Autant Ésaïe, que Pierre s’exclament ainsi, confronté au divin. Ésaïe et Pierre, huit siècles les séparent, mais la même terreur les réunit : celle de se trouver devant Dieu lui-même, et sa manifestation. Eux, des hommes pécheurs, devant le Saint des Saints. Hommes impurs, homme si petits et vulnérables devant le Saint, le Sacré.

Et nous ? Vingt siècles encore plus tard ?

Pendant longtemps encore cette peur a perduré dans l’histoire occidentale. Peur du jugement dernier, peur d’être perdu à jamais, de brûler dans les flammes de l’enfer. Mais aujourd’hui, cette peur semble avoir disparu. Si le paradis existe, il doit être pour tous. Et même si nous n’y croyons pas, c’est souvent une image de paix et de repos qui est évoquée quand on parle de la mort.

Dieu a-t-il changé ? Avons-nous changé ? Vivons-nous alors aujourd’hui dans la confiance ? Je n’en ai malheureusement pas l’impression. Je crois que, autant qu’avant, et peut-être même plus, nous vivons dans la peur. En effet, dans la peur moyenâgeuse, il y avait certes la peur de l’au-delà, mais aussi des épidémies, des incendies, des naufrages, des brigands, dans un monde rude, sans beaucoup de confort, ni de médicaments. Et peut-être que l’Église a accentué encore l’idée de jugement et de condamnation. Mais le Dieu Tout-Puissant était aussi celui qui pouvait sortir l’homme de ce monde terrible et angoissant.
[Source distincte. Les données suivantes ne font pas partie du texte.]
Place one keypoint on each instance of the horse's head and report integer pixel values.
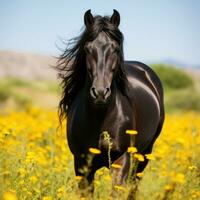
(102, 54)
(95, 58)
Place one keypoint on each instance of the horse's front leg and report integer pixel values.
(122, 175)
(85, 174)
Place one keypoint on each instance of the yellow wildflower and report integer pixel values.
(117, 166)
(10, 195)
(139, 157)
(33, 179)
(192, 167)
(169, 187)
(94, 150)
(47, 198)
(131, 132)
(179, 178)
(119, 187)
(78, 178)
(132, 150)
(150, 156)
(139, 174)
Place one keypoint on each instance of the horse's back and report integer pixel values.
(146, 92)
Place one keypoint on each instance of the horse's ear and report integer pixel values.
(88, 18)
(115, 18)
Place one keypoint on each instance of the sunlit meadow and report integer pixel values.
(35, 162)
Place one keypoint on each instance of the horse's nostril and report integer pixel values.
(107, 92)
(94, 92)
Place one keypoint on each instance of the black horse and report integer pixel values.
(102, 92)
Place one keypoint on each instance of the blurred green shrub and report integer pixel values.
(4, 93)
(171, 77)
(185, 100)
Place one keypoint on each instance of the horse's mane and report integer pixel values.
(72, 66)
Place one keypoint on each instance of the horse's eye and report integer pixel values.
(90, 70)
(117, 50)
(87, 49)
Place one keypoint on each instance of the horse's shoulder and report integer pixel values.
(146, 75)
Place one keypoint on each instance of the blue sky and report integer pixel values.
(154, 30)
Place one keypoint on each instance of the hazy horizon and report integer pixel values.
(153, 30)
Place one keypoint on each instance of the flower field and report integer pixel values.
(35, 162)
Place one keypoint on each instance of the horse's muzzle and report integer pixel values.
(100, 95)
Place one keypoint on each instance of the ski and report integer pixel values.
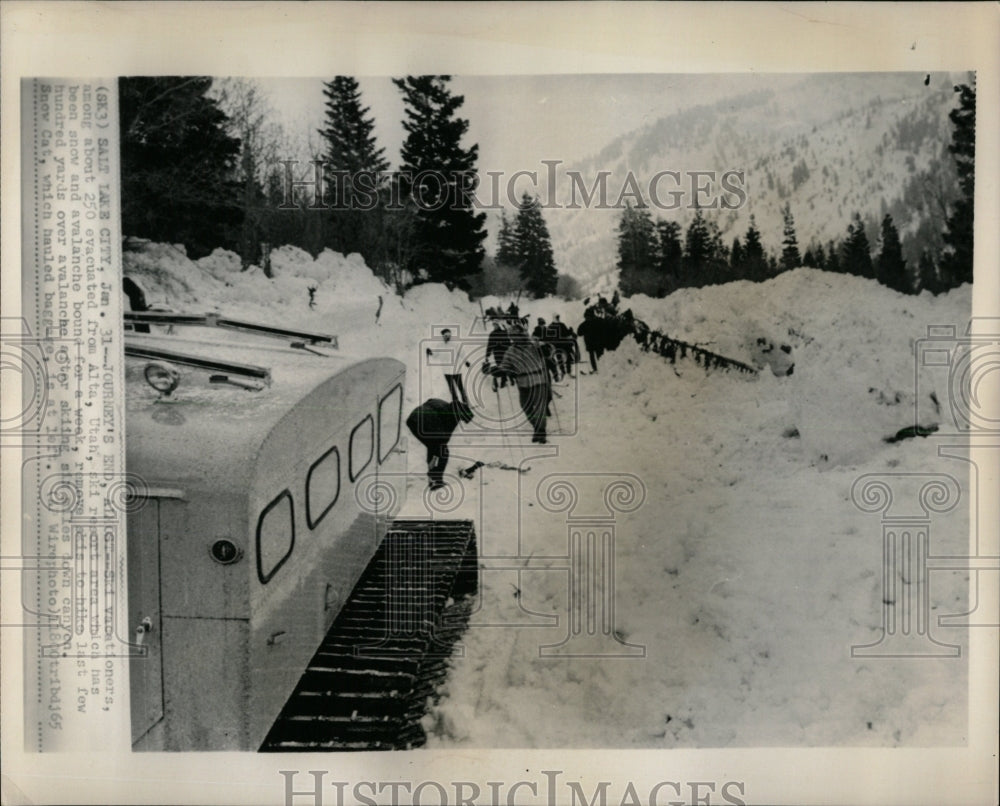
(470, 471)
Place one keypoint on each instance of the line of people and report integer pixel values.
(531, 363)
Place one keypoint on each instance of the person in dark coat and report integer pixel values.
(496, 348)
(593, 337)
(525, 363)
(433, 422)
(564, 341)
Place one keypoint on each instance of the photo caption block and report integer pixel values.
(68, 351)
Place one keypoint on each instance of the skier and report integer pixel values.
(563, 341)
(445, 354)
(432, 423)
(496, 348)
(525, 363)
(592, 332)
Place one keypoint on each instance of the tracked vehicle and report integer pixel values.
(275, 602)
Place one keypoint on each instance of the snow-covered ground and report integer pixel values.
(743, 573)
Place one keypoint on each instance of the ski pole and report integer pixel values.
(555, 413)
(503, 433)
Aujourd’hui, habitués dans nos latitudes à une vie plus facile, à une aide sociale et un accès aux soins, nous nous étions habitués à moins compter sur Dieu et plus sur le progrès.
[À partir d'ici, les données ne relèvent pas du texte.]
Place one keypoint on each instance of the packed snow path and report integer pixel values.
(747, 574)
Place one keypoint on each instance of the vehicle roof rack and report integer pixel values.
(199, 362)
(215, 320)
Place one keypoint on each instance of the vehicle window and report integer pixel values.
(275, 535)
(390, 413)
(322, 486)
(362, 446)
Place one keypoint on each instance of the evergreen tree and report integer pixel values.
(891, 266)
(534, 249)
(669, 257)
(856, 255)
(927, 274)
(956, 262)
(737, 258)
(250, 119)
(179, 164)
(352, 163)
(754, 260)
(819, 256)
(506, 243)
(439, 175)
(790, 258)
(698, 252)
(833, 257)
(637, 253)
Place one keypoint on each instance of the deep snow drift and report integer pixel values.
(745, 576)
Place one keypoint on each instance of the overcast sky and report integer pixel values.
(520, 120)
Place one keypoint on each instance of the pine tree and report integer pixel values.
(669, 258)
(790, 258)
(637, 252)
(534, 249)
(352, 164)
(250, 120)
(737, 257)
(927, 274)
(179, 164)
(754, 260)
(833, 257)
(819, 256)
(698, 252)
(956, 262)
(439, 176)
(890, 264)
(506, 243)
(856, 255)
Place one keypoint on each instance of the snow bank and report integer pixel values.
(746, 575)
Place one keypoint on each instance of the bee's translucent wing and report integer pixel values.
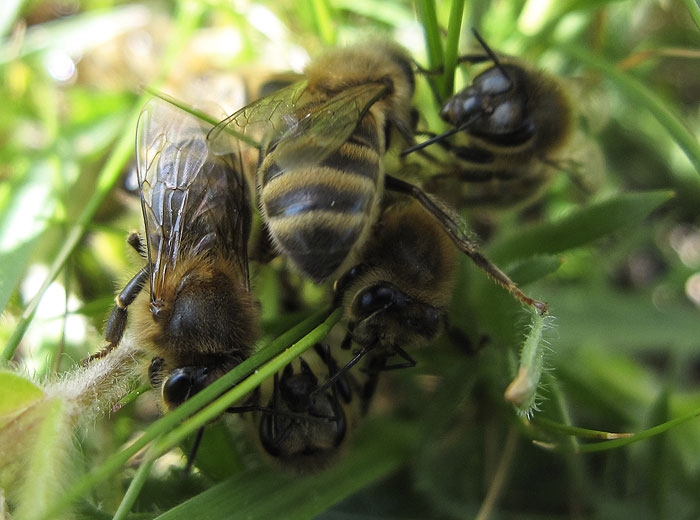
(299, 126)
(194, 202)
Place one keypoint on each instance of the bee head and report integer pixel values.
(183, 383)
(384, 315)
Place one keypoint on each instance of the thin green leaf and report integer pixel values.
(580, 227)
(643, 98)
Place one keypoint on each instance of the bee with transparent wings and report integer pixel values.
(198, 317)
(320, 177)
(509, 128)
(304, 429)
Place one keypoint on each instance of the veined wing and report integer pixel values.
(193, 202)
(299, 126)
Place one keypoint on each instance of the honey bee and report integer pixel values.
(397, 297)
(302, 428)
(198, 317)
(320, 177)
(510, 123)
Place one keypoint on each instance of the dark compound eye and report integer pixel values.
(183, 383)
(378, 297)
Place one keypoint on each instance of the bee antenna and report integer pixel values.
(491, 54)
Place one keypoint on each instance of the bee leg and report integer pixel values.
(374, 368)
(342, 386)
(454, 226)
(193, 451)
(116, 323)
(464, 343)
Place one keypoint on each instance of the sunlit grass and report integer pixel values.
(616, 268)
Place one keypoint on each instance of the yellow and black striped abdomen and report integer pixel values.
(318, 215)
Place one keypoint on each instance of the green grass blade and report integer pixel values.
(580, 227)
(376, 454)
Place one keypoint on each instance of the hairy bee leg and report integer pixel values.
(116, 323)
(193, 451)
(134, 240)
(454, 226)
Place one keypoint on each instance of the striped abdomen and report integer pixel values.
(319, 214)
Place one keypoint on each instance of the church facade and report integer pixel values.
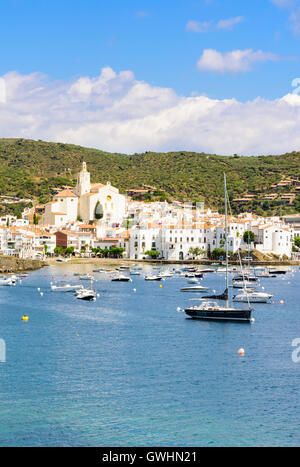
(87, 202)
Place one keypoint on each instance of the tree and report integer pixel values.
(196, 251)
(98, 211)
(297, 242)
(69, 250)
(248, 236)
(58, 250)
(152, 253)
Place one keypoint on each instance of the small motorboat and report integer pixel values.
(240, 284)
(7, 281)
(166, 274)
(192, 280)
(65, 288)
(246, 277)
(195, 288)
(153, 278)
(86, 277)
(86, 294)
(121, 278)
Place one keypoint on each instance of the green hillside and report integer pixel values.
(30, 168)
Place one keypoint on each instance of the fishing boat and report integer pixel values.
(7, 281)
(212, 311)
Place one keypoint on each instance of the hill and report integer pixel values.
(31, 168)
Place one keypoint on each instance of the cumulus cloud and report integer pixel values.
(116, 112)
(197, 26)
(229, 23)
(294, 13)
(235, 61)
(205, 26)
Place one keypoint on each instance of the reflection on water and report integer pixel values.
(130, 370)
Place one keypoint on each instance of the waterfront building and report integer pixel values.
(87, 202)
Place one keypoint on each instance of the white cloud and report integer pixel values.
(283, 3)
(294, 13)
(197, 26)
(229, 23)
(116, 112)
(235, 61)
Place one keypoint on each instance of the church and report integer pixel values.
(87, 202)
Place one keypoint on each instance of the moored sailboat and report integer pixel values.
(212, 311)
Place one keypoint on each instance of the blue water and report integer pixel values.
(129, 370)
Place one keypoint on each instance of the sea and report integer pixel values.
(131, 369)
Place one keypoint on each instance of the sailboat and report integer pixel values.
(211, 311)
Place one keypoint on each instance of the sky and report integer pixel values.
(216, 76)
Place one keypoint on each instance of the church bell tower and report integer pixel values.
(83, 181)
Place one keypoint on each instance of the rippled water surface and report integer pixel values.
(129, 370)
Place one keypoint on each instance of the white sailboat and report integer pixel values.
(211, 310)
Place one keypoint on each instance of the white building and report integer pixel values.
(87, 202)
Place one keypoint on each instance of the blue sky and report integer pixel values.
(137, 75)
(69, 38)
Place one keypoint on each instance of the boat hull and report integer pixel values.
(220, 315)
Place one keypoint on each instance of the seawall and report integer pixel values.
(13, 264)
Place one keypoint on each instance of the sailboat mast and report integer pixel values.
(226, 229)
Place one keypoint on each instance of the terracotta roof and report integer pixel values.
(66, 194)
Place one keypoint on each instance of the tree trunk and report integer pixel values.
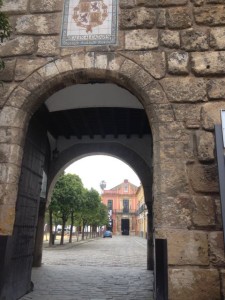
(62, 233)
(50, 229)
(71, 228)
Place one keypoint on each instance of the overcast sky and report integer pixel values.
(93, 169)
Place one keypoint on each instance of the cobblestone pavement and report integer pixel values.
(96, 270)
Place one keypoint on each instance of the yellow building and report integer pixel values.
(141, 229)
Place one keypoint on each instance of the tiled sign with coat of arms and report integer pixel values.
(89, 22)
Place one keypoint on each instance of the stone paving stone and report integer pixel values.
(101, 269)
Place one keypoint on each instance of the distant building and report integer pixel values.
(122, 207)
(142, 213)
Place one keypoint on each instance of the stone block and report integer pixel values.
(7, 217)
(153, 62)
(46, 6)
(141, 39)
(211, 114)
(179, 89)
(48, 46)
(170, 178)
(179, 18)
(195, 284)
(205, 146)
(11, 154)
(21, 45)
(9, 173)
(216, 249)
(170, 39)
(15, 7)
(193, 40)
(203, 178)
(208, 63)
(217, 38)
(185, 247)
(210, 15)
(203, 214)
(13, 117)
(140, 17)
(39, 24)
(7, 74)
(173, 212)
(216, 88)
(178, 63)
(24, 67)
(12, 135)
(19, 97)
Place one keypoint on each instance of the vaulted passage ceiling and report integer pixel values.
(96, 121)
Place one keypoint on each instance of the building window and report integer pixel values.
(110, 204)
(125, 206)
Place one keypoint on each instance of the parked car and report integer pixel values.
(107, 233)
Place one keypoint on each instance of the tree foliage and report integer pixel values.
(5, 30)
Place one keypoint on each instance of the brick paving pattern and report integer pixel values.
(97, 269)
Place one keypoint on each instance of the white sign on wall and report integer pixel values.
(223, 125)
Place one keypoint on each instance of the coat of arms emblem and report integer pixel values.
(90, 13)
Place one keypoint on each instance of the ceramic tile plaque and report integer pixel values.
(89, 22)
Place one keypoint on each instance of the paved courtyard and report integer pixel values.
(96, 270)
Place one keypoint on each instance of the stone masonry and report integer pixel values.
(171, 55)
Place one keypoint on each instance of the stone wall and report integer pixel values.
(171, 55)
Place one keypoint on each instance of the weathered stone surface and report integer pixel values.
(10, 154)
(170, 39)
(171, 179)
(217, 38)
(9, 173)
(179, 18)
(185, 247)
(21, 45)
(141, 39)
(24, 67)
(211, 15)
(195, 284)
(48, 46)
(192, 40)
(5, 91)
(173, 211)
(179, 89)
(211, 114)
(204, 178)
(7, 74)
(18, 97)
(12, 135)
(10, 6)
(216, 89)
(205, 146)
(161, 20)
(153, 62)
(216, 248)
(39, 24)
(190, 114)
(45, 6)
(8, 192)
(7, 217)
(208, 63)
(140, 17)
(203, 214)
(178, 63)
(12, 117)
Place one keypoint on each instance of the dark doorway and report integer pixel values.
(125, 226)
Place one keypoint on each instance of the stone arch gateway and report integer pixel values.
(170, 55)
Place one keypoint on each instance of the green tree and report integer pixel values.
(5, 30)
(66, 198)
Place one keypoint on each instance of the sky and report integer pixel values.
(93, 169)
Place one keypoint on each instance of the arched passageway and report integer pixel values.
(42, 136)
Aujourd’hui, nous découvrons à nouveau nos limites. Nous savons que les guerres et les catastrophes nous menacent encore mais nous avons oublié la toute-puissance de Dieu. Et notre terreur est plus grande encore.

De manière très schématique, je dirais qu’autrefois le jugement et le salut venaient de Dieu, et qu’aujourd’hui, dans un monde où Dieu a été mis de côté, jugement et salut nous reviennent, et nous sommes incapables de maîtriser ni l’un, ni l’autre.

Notre jugement est laxiste ou trop sévère, sur les autres, mais aussi sur nous-mêmes. Tous nos actes restent écrits. Encore davantage avec l'internet. Constamment, ils peuvent nous rattraper. On le voit, par exemple chez les hommes ou femmes politiques. Et la caractéristique de ces jugements populaires c’est qu’ils ignorent le pardon.

Or, sans pardon, nous ne pouvons pas espérer. Écrasés de culpabilité, il nous faudrait arriver encore à nous en sortir tout seul ! Nous devrions nous sauver et sauver le monde. Faire nos preuves, faire mieux que les générations d’avant.

Ouf ! Je ne sais pas ce que vous en pensez, mais je crois que nous nous mettons, sur nous-mêmes et sur nos frères et sœurs, de bien lourds fardeaux. Des fardeaux qui nous écrasent, que nous ne pouvons pas porter, que Dieu seul pourrait nous aider à porter.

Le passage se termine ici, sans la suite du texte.